Обручев недоуменно вскинул брови, обошел камеру, и когда наклонился к ее шарообразному зрачку, похожему на лампочку в фонарике, его правая стопа закрыла собою пространство пола, заключенное между ножками штатива. То, что увидел он в следующее мгновение, заставило его выпрямиться, откинуть голову назад и расхохотаться; я был доволен эффектом — внутри зрачка Обручев увидел помещение закусочной, в котором он сидел только что, немного выпуклое и подернутое фиолетово-радужной пленочкой; это был взгляд из экрана телевизора: коротко стриженый затылок и оранжевая жилетка бармена маячили чуть слева, и из-за его локтя выглядывал пивной кран. Я подошел и тоже посмотрел. Столик, где сидел Обручев, виднелся напротив и был до сих пор не занят. Мимо прошмыгнула взбудораженная женщина в тесном желтом платье. Вид у нее был такой, словно она чувствовала, что за ней вот уже долгие, долгие годы — едва ли не с самого рождения — кто-то пристально наблюдает, — и, в конце концов, это ее довело. Другие посетители — те, которых было видно, — выглядели нормально.
— Потрясающе!
— Удивлены?
— Как это делается? И для чего?
Когда Обручев задавал этот вопрос, смех уже прекратился — так же быстро, как и начался, — минутный порыв изумления сменился потребностью получить объяснения.
Ничего не ответив, я подошел к серванту и открыл дверцу — по стеклу бесшумно скользнуло расплывчатое акварельное пятно, — отпечаток уличного веселья, — вытащил шкатулку, отодвинув прежде мельхиорового гомункулуса, поставил ее на стол и подтолкнул к Обручеву. Не сводя с меня взгляда, он открыл ее, потом неуверенно, словно в ожидании, пока его зрачки обретут равновесие, перевел взгляд на керамические фигурки и осведомился о стоимости шкатулки — он не досидел в закусочной до того момента, как я закончил ее рекламировать.
Я ответил.
— Не так уж и много, — пожав плечами, он полез за бумажником.
Я переспросил его, берет ли он эту шкатулку для Ольги — несмотря на то, что он уже упоминал ее имя.
— Да. Некоторое время назад ей нравилась Нечаева. У Ольги до сих пор где-то хранится полная коллекция виниловых пластинок…

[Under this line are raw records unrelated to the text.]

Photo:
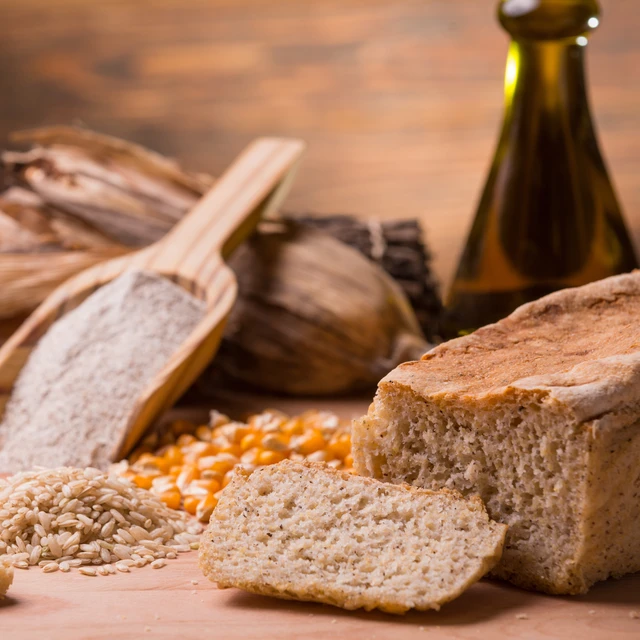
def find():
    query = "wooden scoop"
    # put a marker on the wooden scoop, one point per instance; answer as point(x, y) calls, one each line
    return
point(192, 255)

— Думаю, для вас шкатулка тоже будет интересна… как для творческого человека.
— О чем это вы?
Я кратко рассказал ему о потайном отделении, которое обнаружил, и о «художественной интерпретации» шкатулки — так, во всяком случае, я расценил этот странный документ. В завершение я прибавил, что шкатулка принадлежала некоему пианисту Белиловскому — он-то и сделал эту запись.
— Любопытно, — сказал Обручев, — листы до сих пор там? Я обязательно прочту по пути домой.
— Нет, я вынул их, чтобы снять копию… Сейчас отдам вам оригинал, — я открыл ящик стола и протянул ему два исписанных листа бумаги.
Обручев поблагодарил.
— Кстати… вы так и не ответили на мой вопрос.
— На какой? О камере?
— Да.
Я помолчал, будто бы раздумывая, а затем взглянул на часы и посетовал, что осталась всего минута до эфира, и нам следует поговорить немного позже; я предложил ему прийти дня через три.
VI
Обручев решил добраться домой на такси — остался всего час до Нового года. Ему повезло: стоило только дойти до остановки, как со стороны пляжа показался автомобиль; его цвета он не различил, но знакомая оранжевая, в черных клеточках «тюбетейка» говорила сама за себя. Обручев проголосовал и, сев на заднее сиденье, принялся читать записи, которые дал ему антиквар. Таксист был болтлив и невнимателен. Он все время пытался завязать разговор, но видя, что Обручев так и сидит, внимательно уткнувшись «в какие-то бумажки», вконец отчаялся и умолк. Однако это не заставило его сконцентрироваться: на углу он плохо вписался в поворот, не справился с управлением и влетел во встречный автомобиль. Обручева сильно толкнуло вперед, художник ударился головой и выронил шкатулку. К этому времени он уже дочитал текст и сложил листы в потайное отделение — это его, собственно, и спасло от сотрясения, потому как, вытянув руки, плотно сжимавшие сувенир, он сумел смягчить силу удара. Спустя полминуты подняв голову, он увидел водителя встречной машины, который все силился изменить ошеломленное выражение лица, но безуспешно — испуганную гримасу заморозил шок.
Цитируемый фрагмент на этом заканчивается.